From January 1, 2015 through July 11, 2016 police shot one thousand, five hundred and two people. Slice and dice the facts and figures however you want – and right and left of the political spectrum have been doing just that – if you are African-American you are 2.5 times as likely to be shot by the police if you are White. Likewise, if you are African-American you are five times as likely to be an unarmed victim of a police shooting than if you are White. (Source: The Washington Post, “Aren’t more white people than black people killed by police? Yes, but no.” by Wesley Lowery).
Reverse those numbers and hold it for a moment: What would be happening right now if White Americans were 2.5 times more likely to be shot by the police, and 5 times more likely to be shot while unarmed? Those of us who are White would call it what it is: the targeting of racial violence by those tasked with protecting and serving all people without distinction. We would be shouting with a vengeance that “White Lives Matter!”
The assassination of White officers in Dallas and Baton Rouge does not diminish what is happening, and has always been happening in the larger society, to ordinary citizens. We need an open and candid conversation about racial and class privilege in America.
Power is the ability to influence change, and the resources at our disposal with which to influence change measures the scale of our power. White middle and upper middle class Americans have more power as a result of our privilege than other Americans. How will we use our power?
People with privilege hate to hear it made explicit, and we often go to great lengths to deny our privilege. To acknowledge our power feels like accepting blame for things we haven’t done or imagine are beyond our power to change. One of the ways those of us with privilege deny it is to list our own pain, injuries, and grief on the way to pointing out that privilege didn’t indemnify us from bad things that happened. But the fact is tragedy, disability, abuse, addictions, and loss can visit anyone up and down the socio-economic scale. What privilege does is to often reduce the total impact of the random hazards of life, and speed recovery.
We love to hear stories about people who made it out of poverty against all odds because it makes us feel better, as if to say, “see, they just have to apply themselves more and they can be like us.” But that is a lie we tell ourselves in order not to acknowledge the benefit of starting out on the fifty or even seventy-five yard line when others begin way back in the end zone on the field of social resources.

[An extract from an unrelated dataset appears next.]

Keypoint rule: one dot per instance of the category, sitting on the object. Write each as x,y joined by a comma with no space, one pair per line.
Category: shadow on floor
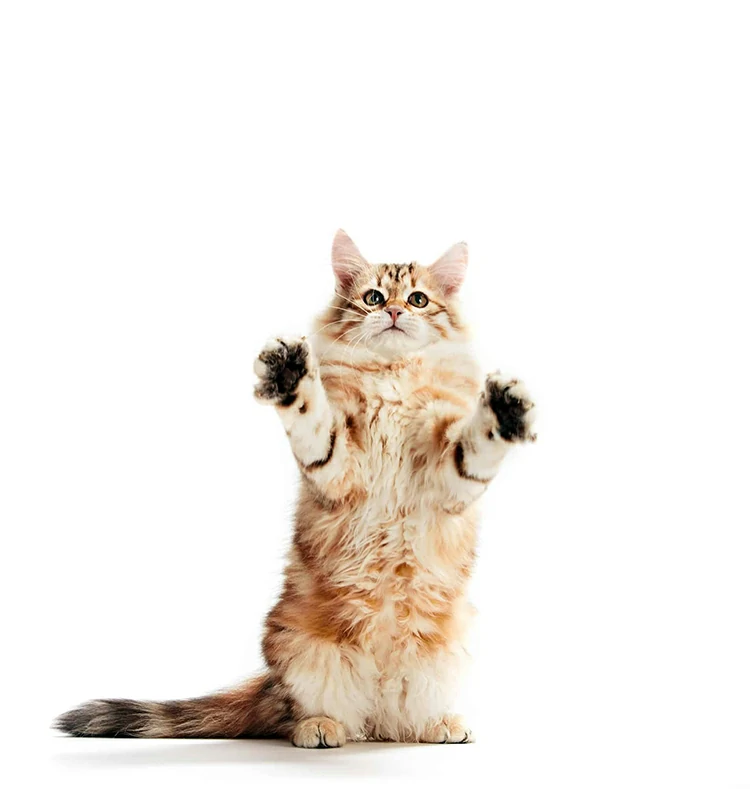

Those of us with a significant ability to influence change because we are White and middle or upper class, need to be applying that power to change the hearts and minds of other people of privilege. That is where our power is rooted, in our ability to influence our peers and get them to use their power in solidarity with other progressive social forces to force a broader and more equitable distribution of resources – and that includes an especially urgent harnessing of police power.